09 abril 2007

Estradas da Desolação

Mais uma Crónica de Gil Gonçalves, a partir de Luanda, nas CRÓNICAS DO REINO DE ABDERA, ALGURES NO GOLFO DA GUINÉ

ESTRADAS DA DESOLAÇÃO

A Pax Romana chegava e a estrada alongava. Os conquistados, parados observavam e comentavam: «vamos ver o que estes nos trazem». Depois: Ah… trazem-nos desenvolvimento.
Agora, na moda do falatório do desenvolvimento sustentado das conferências não auto-sustentadas, temos estradas com buracos, buracões, crateras, cavernas, abismos. Acreditamos que são perfurações petrolíferas e escavações diamantíferas. Que ultraje! Já ultrapassam os incontáveis doutores e poetas doutra tempestade que surge, outra grande epidemia, estamos certos.

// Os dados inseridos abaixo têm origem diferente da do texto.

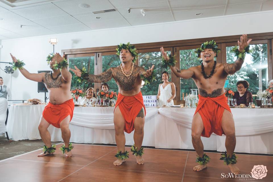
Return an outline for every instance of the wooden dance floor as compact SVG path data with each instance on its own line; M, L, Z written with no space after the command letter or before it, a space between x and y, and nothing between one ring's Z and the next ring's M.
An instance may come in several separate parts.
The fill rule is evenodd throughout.
M115 166L116 147L73 144L73 156L67 158L57 145L54 154L38 157L39 150L0 161L1 181L192 181L231 182L241 179L221 179L222 173L230 171L219 160L219 153L207 152L211 158L208 167L197 172L195 152L144 148L143 165L136 164L130 152L130 158ZM130 148L126 147L129 151ZM254 166L266 166L267 175L250 181L272 181L273 157L238 154L237 166L241 174L250 174Z

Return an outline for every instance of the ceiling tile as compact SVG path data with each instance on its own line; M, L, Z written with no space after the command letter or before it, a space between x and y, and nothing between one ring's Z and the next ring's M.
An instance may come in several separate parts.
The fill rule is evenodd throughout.
M122 16L120 15L119 12L117 11L104 13L100 13L96 14L96 15L92 14L92 15L89 15L83 16L74 16L74 17L83 23L97 22L99 21L104 21L114 19L119 19L123 18ZM102 18L101 19L98 19L96 18L96 17L100 17Z
M262 3L262 11L268 11L273 10L273 0L265 1Z
M264 0L228 0L228 5L233 5L240 3L247 3L255 1L261 1Z
M103 29L130 26L128 22L123 19L102 21L97 22L89 22L85 24L92 29Z
M29 20L67 15L65 12L52 4L16 9L12 11Z
M21 25L23 25L22 28L20 26ZM31 29L37 29L42 28L41 26L29 20L0 25L0 27L12 32L22 31Z
M0 12L5 12L5 11L8 11L9 10L4 8L3 7L0 6Z
M48 27L48 28L58 34L87 31L91 30L90 28L81 23L63 26L53 26Z
M15 22L20 22L27 20L25 18L10 11L0 13L0 18L3 18L4 20L0 22L0 26L3 24L10 23Z
M17 39L24 37L25 36L14 32L9 32L1 34L1 35L8 37L10 39Z
M77 24L80 23L70 15L36 19L33 20L32 21L46 27Z
M79 6L79 5L81 3L88 4L90 7L81 8ZM107 0L75 0L54 4L71 15L114 8Z
M171 22L173 21L171 13L159 14L145 16L133 17L126 18L133 26Z
M55 32L45 28L19 31L16 32L26 37L35 37L56 34Z
M225 6L226 0L175 0L169 2L173 12Z
M123 7L132 7L134 6L166 2L166 0L109 0L116 8Z
M165 1L158 3L154 3L149 5L144 5L136 6L132 7L131 12L128 13L126 7L118 8L117 10L125 18L137 16L143 16L140 13L140 10L143 9L146 15L157 14L162 14L170 12L167 2Z
M5 29L3 29L3 28L0 28L0 34L2 34L3 33L6 33L8 32L10 32L11 31L7 30L5 30Z
M198 10L176 12L173 13L173 14L176 20L185 20L223 16L224 9L225 7L223 6ZM197 13L201 13L202 15L196 16L195 14Z
M255 2L229 5L227 7L225 15L259 11L260 5L260 2Z

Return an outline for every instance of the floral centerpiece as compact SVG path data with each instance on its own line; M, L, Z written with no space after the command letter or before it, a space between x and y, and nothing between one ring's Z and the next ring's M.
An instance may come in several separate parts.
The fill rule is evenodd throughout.
M71 89L71 94L72 96L75 98L75 103L77 103L79 97L80 96L83 97L85 95L85 94L83 91L83 89L80 87L74 88Z
M185 97L184 99L187 103L189 103L190 107L191 107L192 105L193 104L193 101L197 100L197 96L195 94L189 94Z

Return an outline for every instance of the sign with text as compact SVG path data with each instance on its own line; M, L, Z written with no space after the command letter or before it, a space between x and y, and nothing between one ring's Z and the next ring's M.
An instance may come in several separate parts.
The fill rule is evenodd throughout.
M156 107L156 96L142 96L145 107Z

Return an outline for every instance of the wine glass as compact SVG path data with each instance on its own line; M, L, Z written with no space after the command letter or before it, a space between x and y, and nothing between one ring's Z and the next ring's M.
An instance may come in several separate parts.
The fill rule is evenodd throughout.
M231 104L232 104L233 106L237 106L237 102L236 100L236 99L232 99Z

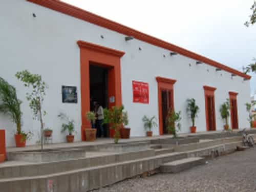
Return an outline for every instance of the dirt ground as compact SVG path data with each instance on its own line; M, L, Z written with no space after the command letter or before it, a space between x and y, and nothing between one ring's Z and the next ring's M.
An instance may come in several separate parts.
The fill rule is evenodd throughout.
M256 147L180 173L133 178L94 191L256 191Z

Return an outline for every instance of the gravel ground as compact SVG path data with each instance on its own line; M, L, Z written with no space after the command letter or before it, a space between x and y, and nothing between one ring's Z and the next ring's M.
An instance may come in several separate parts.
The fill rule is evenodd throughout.
M94 191L256 191L256 147L180 173L133 178Z

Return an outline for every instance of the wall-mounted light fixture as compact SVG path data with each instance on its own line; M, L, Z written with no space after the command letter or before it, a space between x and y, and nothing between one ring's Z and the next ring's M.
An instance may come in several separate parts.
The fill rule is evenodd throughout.
M175 53L175 52L170 52L170 55L172 56L174 56L174 55L178 55L178 53Z
M133 40L134 38L132 36L127 36L125 37L125 40L127 41L128 40Z

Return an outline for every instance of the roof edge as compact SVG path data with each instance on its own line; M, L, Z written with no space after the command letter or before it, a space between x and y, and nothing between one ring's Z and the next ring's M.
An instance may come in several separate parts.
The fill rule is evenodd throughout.
M220 62L59 0L27 0L27 1L120 33L133 36L137 39L171 51L174 51L183 56L200 61L217 68L221 69L245 79L250 79L251 78L250 75L245 74Z

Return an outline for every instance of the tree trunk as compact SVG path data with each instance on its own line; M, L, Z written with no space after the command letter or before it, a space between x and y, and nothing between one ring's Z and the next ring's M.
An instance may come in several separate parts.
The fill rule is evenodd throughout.
M40 122L41 123L41 151L42 152L44 146L44 123L42 123L42 112L41 111L41 102L39 101L39 115Z

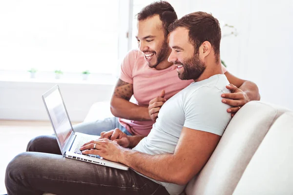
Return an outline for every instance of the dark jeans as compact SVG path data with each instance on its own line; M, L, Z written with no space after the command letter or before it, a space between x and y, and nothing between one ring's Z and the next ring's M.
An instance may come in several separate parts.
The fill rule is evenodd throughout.
M123 171L64 158L60 155L53 136L33 139L27 151L7 166L5 182L8 195L169 194L162 185L131 169Z

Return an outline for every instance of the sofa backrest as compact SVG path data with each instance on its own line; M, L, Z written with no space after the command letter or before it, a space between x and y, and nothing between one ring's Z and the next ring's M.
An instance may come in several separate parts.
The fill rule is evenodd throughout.
M253 155L233 195L293 194L293 112L281 116Z
M254 101L241 108L204 168L188 183L186 193L231 195L268 130L287 111Z

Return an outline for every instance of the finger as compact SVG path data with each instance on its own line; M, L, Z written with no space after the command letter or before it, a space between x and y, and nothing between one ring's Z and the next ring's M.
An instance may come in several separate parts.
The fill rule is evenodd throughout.
M159 115L159 113L154 113L153 114L152 114L150 116L150 117L151 117L152 118L156 118L156 117L158 117L158 115Z
M156 101L154 103L153 103L150 106L149 108L150 109L161 107L163 106L163 105L165 103L164 101Z
M151 100L149 101L149 105L152 104L154 102L155 102L156 101L164 101L164 102L165 102L165 101L166 101L167 100L164 98L157 97L156 98L154 98Z
M149 111L149 115L151 115L154 113L159 112L160 109L161 109L161 108L160 108L160 107L152 108Z
M244 98L244 96L242 93L223 94L221 96L222 98L229 98L233 99L240 99Z
M83 151L83 154L85 155L95 155L100 156L100 151L99 150L87 150Z
M161 95L160 95L159 97L160 98L164 98L164 97L165 97L165 90L163 89L163 90L162 90L162 91L161 92Z
M118 143L119 145L124 147L126 144L126 140L123 139L115 139L113 141L115 141Z
M105 131L103 131L103 132L101 132L101 135L100 135L100 137L99 137L99 138L103 139L104 138L104 136L103 136L106 133L106 132L105 132Z
M119 137L119 136L121 134L121 130L120 130L119 129L118 129L118 128L115 129L114 130L114 131L113 132L113 134L111 136L110 139L113 141L113 140L116 139L118 138L118 137Z
M104 134L104 135L103 135L103 137L102 139L110 139L110 138L111 138L111 136L112 136L112 135L113 134L113 132L114 132L114 130L111 130L111 131L109 131L105 133Z
M231 93L234 93L234 91L238 89L238 88L233 84L230 83L229 85L226 86L226 88L231 91Z
M223 99L222 100L223 103L225 103L226 104L230 105L232 106L242 106L245 104L244 101L234 100L234 99Z
M228 109L227 112L230 113L235 113L238 110L239 110L240 109L240 108L239 108L238 106L233 107L232 108Z

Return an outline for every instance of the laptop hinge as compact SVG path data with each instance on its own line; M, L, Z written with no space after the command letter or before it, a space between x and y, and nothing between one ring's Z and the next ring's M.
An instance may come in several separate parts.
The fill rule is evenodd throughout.
M67 144L65 146L65 153L66 151L69 151L71 149L71 147L72 147L72 145L73 144L73 142L75 140L75 138L76 137L76 135L74 134L74 133L72 132L74 134L73 136L70 136L70 139L68 140Z

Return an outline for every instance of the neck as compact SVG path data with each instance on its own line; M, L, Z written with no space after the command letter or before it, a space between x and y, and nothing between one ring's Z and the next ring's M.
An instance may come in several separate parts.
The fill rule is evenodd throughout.
M219 60L219 62L216 62L214 60L212 60L209 63L209 61L206 64L206 69L203 74L194 81L198 82L209 78L214 75L223 74L222 65L221 64L221 60Z

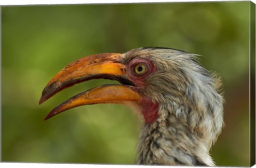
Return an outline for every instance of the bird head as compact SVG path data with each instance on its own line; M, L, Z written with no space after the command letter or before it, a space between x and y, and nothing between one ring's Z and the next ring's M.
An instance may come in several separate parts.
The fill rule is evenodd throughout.
M138 111L145 125L157 123L157 127L183 130L202 140L209 150L223 125L221 82L196 57L162 47L85 57L53 77L43 90L39 104L77 83L116 80L121 84L104 85L75 95L54 108L45 119L80 106L121 103Z

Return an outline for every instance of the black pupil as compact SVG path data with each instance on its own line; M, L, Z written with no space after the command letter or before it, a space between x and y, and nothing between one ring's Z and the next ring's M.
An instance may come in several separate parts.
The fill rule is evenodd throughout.
M138 67L137 70L138 71L141 72L142 70L142 67L141 66Z

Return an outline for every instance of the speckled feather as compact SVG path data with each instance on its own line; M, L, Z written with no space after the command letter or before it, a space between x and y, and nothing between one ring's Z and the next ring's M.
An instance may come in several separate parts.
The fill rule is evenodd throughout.
M123 54L124 63L148 57L158 68L145 79L143 94L159 103L158 117L142 126L138 164L214 166L209 150L223 126L221 81L197 56L157 47Z

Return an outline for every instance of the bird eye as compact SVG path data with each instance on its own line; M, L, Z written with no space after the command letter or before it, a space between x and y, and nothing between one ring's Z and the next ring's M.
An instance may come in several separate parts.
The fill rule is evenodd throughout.
M138 64L135 66L135 72L137 74L141 74L145 72L146 67L143 64Z

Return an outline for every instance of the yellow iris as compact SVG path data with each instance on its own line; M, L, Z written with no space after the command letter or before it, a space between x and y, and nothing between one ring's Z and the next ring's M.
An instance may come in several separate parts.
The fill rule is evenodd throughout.
M138 64L135 67L135 72L138 74L144 73L146 67L143 64Z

Vias, antes primárias, secundárias, agora na era terciária, quaternária, por culpa da chuva que nos deixa atrasar. É bom sempre ter desculpas para continuar com tão mal governar.

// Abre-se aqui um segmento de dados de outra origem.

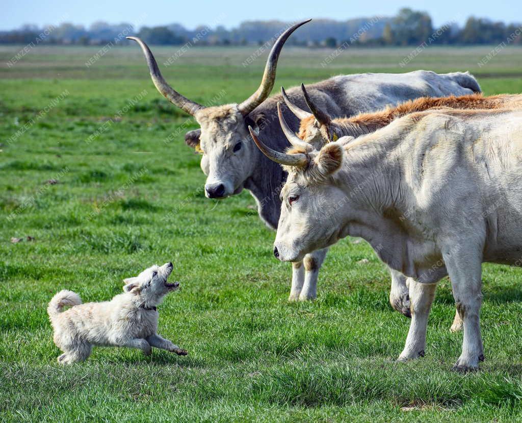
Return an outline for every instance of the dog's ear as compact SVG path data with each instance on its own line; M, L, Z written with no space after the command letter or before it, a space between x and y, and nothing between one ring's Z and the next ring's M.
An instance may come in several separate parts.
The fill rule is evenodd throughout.
M126 292L134 292L137 293L140 290L138 278L127 278L123 279L123 281L126 284L123 287L123 290Z

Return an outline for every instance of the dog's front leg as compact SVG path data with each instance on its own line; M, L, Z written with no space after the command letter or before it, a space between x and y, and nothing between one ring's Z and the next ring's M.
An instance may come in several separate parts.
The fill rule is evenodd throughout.
M162 338L158 334L149 336L147 338L147 341L152 347L175 352L179 356L186 356L188 354L186 350L182 349L177 345L174 345L168 339Z
M152 349L150 347L149 343L145 339L142 339L140 338L130 339L125 342L122 346L140 349L146 356L150 356L152 353Z

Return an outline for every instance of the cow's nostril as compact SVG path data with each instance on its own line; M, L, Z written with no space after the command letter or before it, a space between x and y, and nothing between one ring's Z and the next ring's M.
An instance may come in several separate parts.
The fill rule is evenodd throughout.
M205 187L208 197L210 198L220 198L225 193L225 186L223 184L215 185L207 185Z
M220 184L216 187L216 196L222 197L225 193L225 186L223 184Z

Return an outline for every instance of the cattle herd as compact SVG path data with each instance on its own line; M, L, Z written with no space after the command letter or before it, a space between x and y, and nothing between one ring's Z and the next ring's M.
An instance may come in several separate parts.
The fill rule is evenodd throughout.
M154 84L200 129L205 195L249 191L292 263L289 299L313 299L328 248L348 236L372 246L392 276L390 302L411 318L400 360L423 356L437 283L449 277L463 330L455 369L484 359L481 263L522 264L522 96L484 97L467 72L335 76L269 96L285 31L261 84L239 104L205 107ZM310 111L309 111L309 110Z

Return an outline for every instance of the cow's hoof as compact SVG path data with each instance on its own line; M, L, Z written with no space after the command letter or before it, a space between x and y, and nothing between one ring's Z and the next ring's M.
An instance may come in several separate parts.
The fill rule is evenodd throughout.
M390 295L390 304L393 309L398 311L406 317L411 319L411 311L410 309L410 296L406 292L397 296Z
M466 360L462 357L459 357L452 370L461 374L465 374L467 373L471 372L476 372L479 370L479 361L484 361L484 356L482 354L473 360Z

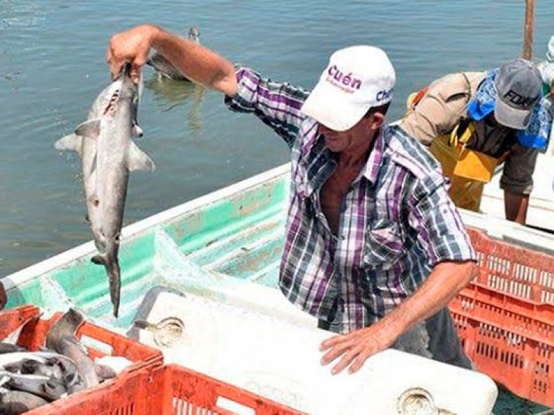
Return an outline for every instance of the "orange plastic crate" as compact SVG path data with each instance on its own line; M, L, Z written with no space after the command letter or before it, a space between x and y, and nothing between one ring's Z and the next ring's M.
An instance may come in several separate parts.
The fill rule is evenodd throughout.
M62 313L57 313L51 319L43 320L40 318L40 310L30 305L0 312L0 338L6 338L21 327L21 324L24 324L21 329L17 344L30 351L38 350L44 346L50 327L62 315ZM122 356L131 360L132 365L115 379L107 380L95 388L71 395L26 414L30 415L57 414L59 409L56 408L71 405L73 400L78 402L83 396L98 393L98 391L104 390L109 387L111 384L125 382L127 378L132 377L133 374L136 371L148 374L153 370L153 368L161 367L163 362L163 354L159 350L87 322L81 324L75 335L83 341L92 358L106 355ZM93 343L93 346L89 345L89 343ZM51 407L55 404L55 407ZM89 413L102 412L96 408L96 412Z
M479 273L449 308L478 370L554 406L554 257L470 230Z
M285 405L176 365L136 371L28 415L300 415Z
M477 251L475 282L497 291L554 304L554 256L495 241L468 229Z

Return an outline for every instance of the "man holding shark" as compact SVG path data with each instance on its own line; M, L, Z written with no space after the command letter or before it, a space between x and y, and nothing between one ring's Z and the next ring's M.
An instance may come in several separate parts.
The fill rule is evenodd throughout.
M476 259L438 162L385 123L395 82L378 48L330 57L309 93L260 76L201 45L143 25L112 37L113 75L138 80L150 48L222 92L291 150L291 196L279 285L336 335L321 362L336 374L388 347L471 367L447 308L474 277Z

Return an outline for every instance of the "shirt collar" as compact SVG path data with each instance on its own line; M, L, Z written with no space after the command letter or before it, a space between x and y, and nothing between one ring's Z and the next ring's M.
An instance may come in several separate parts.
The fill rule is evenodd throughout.
M368 160L361 172L361 175L367 178L372 183L375 183L379 175L379 170L381 168L381 163L383 160L383 153L384 152L385 142L383 137L384 127L379 130L379 133L375 138L375 142L373 149L369 154Z

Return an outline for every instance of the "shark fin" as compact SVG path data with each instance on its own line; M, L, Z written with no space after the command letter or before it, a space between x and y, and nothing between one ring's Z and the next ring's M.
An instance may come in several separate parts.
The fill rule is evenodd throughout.
M82 156L82 138L75 133L68 134L56 141L54 148L60 151L67 150L77 151L80 156Z
M144 130L136 123L133 124L131 128L131 133L135 137L142 137L144 134Z
M132 142L131 142L131 145L129 147L127 160L127 168L129 172L144 170L152 172L156 169L156 165L152 159Z
M100 120L91 120L80 124L75 133L82 137L97 137L100 134Z

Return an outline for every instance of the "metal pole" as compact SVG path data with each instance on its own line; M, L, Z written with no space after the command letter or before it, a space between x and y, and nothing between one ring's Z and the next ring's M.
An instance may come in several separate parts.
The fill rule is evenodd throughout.
M533 58L533 34L535 28L535 0L525 1L525 33L524 33L524 53L521 57L528 60Z

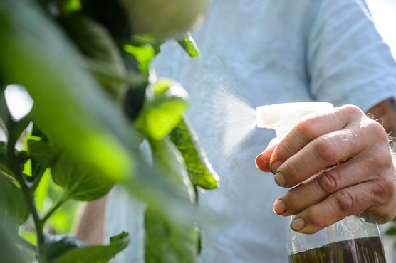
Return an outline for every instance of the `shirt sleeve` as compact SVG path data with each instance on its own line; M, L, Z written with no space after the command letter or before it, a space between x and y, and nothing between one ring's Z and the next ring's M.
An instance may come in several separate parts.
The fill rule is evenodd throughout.
M308 37L309 88L318 100L367 111L396 95L396 65L362 0L323 0Z

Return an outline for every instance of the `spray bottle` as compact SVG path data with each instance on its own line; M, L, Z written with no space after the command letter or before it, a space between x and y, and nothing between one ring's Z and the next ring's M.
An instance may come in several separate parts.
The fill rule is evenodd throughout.
M257 127L275 129L284 137L305 115L333 108L326 102L276 104L256 109ZM367 212L348 216L315 234L301 234L286 220L290 263L386 263L378 226Z

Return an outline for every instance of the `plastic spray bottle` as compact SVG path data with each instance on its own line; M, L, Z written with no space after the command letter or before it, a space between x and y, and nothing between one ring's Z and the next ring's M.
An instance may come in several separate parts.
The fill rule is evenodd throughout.
M284 103L259 107L257 127L275 129L284 137L299 119L308 114L333 108L326 102ZM301 234L286 220L287 252L290 263L386 263L375 219L369 213L348 216L315 234Z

Há tantos anos que as chuvas foram previstas, revistas, anunciadas, proclamadas, trovejadas, ciclonadas. É mais fácil para quem finge democraticamente governar, esperar a destruição e culpar a chuvada, e depois remeter a responsabilidade para o auxílio internacional. Se não vier apoio, é porque os Britânicos e Americanos estão apostados no derrube do sempre mesmo governo vitalício, e democraticamente reeleito.

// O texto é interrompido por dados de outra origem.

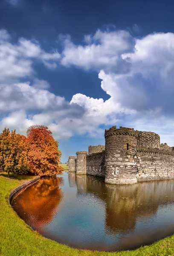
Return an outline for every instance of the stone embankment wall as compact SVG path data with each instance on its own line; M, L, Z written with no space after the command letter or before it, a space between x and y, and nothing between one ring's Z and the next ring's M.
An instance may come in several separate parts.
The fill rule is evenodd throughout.
M105 177L104 150L87 156L87 174Z
M35 183L40 178L41 178L41 177L40 176L38 176L38 177L36 177L36 178L35 178L34 179L33 179L32 180L29 180L28 181L26 181L23 184L22 184L20 186L19 186L18 187L17 187L17 188L16 188L15 189L14 189L13 190L12 190L12 191L11 191L11 192L10 192L10 195L9 197L9 201L10 204L12 202L12 201L14 195L16 193L17 193L17 192L18 192L21 189L25 189L27 187L31 186L32 184Z

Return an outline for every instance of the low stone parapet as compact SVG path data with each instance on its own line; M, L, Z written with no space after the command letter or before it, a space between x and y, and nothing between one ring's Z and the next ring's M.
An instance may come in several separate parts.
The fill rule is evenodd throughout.
M23 189L26 188L28 186L31 186L32 184L35 183L40 178L41 178L40 176L37 177L36 178L33 179L32 180L30 180L26 181L23 184L20 185L20 186L19 186L18 187L17 187L14 189L13 189L13 190L12 190L12 191L11 192L9 196L9 203L11 204L11 203L12 202L12 200L14 195L17 192L18 192L18 191L19 191L21 189Z

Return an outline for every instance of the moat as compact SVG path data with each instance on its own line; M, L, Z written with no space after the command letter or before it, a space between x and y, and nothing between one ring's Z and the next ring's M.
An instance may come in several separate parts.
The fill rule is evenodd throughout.
M75 248L131 250L174 233L174 180L116 186L64 172L21 192L12 206L33 229Z

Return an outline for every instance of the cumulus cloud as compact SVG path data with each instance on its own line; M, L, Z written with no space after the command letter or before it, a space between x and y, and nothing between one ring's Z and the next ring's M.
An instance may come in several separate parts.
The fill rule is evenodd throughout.
M101 123L121 116L125 125L156 131L174 143L174 133L165 125L174 124L174 34L133 38L125 31L99 30L85 36L84 41L75 45L66 39L62 64L99 70L101 87L110 98L104 102L77 94L71 102L96 115ZM166 133L173 135L167 138Z
M0 81L17 79L32 74L34 60L46 67L57 67L60 58L57 51L46 52L36 41L20 38L16 44L10 42L10 36L5 29L0 29Z
M81 45L69 36L61 40L61 54L56 49L47 52L33 40L20 38L12 44L7 32L0 30L0 128L18 127L25 133L29 125L39 123L59 140L103 135L101 125L119 123L157 132L162 142L174 144L174 34L136 38L127 31L98 30L86 35ZM68 102L50 93L47 81L34 77L28 81L34 76L35 60L49 68L59 61L65 68L96 70L110 98L77 93Z
M119 73L128 69L129 64L121 58L122 53L133 49L134 39L128 32L98 30L93 36L85 36L84 40L87 44L84 46L75 45L69 38L65 41L63 65L73 64L86 70L114 70Z
M19 0L6 0L6 2L13 6L16 6L19 3Z

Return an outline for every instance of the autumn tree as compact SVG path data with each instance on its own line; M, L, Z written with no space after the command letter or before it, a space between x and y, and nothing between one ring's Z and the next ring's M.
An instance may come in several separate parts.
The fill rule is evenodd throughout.
M9 176L9 170L6 163L10 151L10 132L9 128L5 128L0 134L0 168L6 171Z
M28 172L26 137L5 128L0 134L0 168L8 173Z
M30 126L26 136L30 172L40 176L61 173L63 168L58 166L61 151L48 127L40 125Z

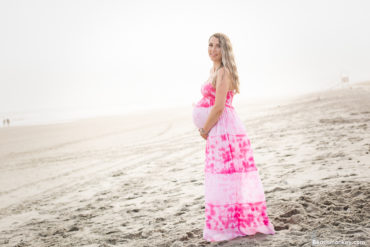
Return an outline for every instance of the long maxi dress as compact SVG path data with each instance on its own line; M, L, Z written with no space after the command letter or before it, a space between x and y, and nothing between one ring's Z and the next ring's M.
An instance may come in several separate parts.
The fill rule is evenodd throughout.
M202 85L201 93L203 98L193 107L197 128L204 126L215 104L211 80ZM250 140L232 106L233 96L228 91L224 111L206 141L203 238L210 242L257 232L275 234Z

Alguns escravos de intelecto apurado, bombardeiros habituais, criticam a sua exterioridade pedante. Os outros ouvem-nos e prosseguem-nos. Falar… falar é preciso. Das palavras até surgir a acção outro milénio de palavreado é esperado. E os escravos rejubilam-se porque falaram, repetiram-se muito com… não é! Não é!?
Todos a pé com os arcos, as flechas e as tangas da ancestralidade, ressorrindo na imposição do retorno comunista. E os arautos da descolonização libertadora copiam manuais médicos, e estrelam dos seus palácios que andar a pé, é bom, eficaz para a saúde. E chega-se ao local do trabalho cansado, ensonado, com grande apetência para sonecar. É a dádiva do remetente comunismo. E as multidões passeantes cantam como se enchessem escunas na busca do tesouro perdido: «Ió-hó-hó, e uma garrafa de aguardente!»
Enquanto sem jindungo, muitos frutos da nação desbaratam os contentores do lixo nos prédios moribundos, mas independentes, o Vladimiro, maluco itinerante ergue o seu punho. Apenas conserva na memória os gritos intencionais do ensino três vezes ultrajante:
- Pelo poder popular! Pelo poder popular! Pelo poder popular!
Este ensino que o elevou à loucura.
Passeiam-se, os novos-ricos insensíveis, que vivem no Novo Mundo Hummer, desafiam, incumprem as leis, porque ainda não justificaram a origem das suas riquezas
Ao longe escuta-se o ruído da chuva estridente da padiola do desenvolvimento insustentável, dos subdesenvolvidos contaminados pela cólera.
Com fornecimentos de energia eléctrica e água medidos em onças, um aviltado sonda as vagas da repressão do novo navio negreiro a estibordo e a bombordo. Temeroso, brumoso, inseguro, mas mesmo assim grita:
A FOME… CONTINUA! A MISÉRIA… É CERTA!
Tantos alienados, por causa das estradas desoladas.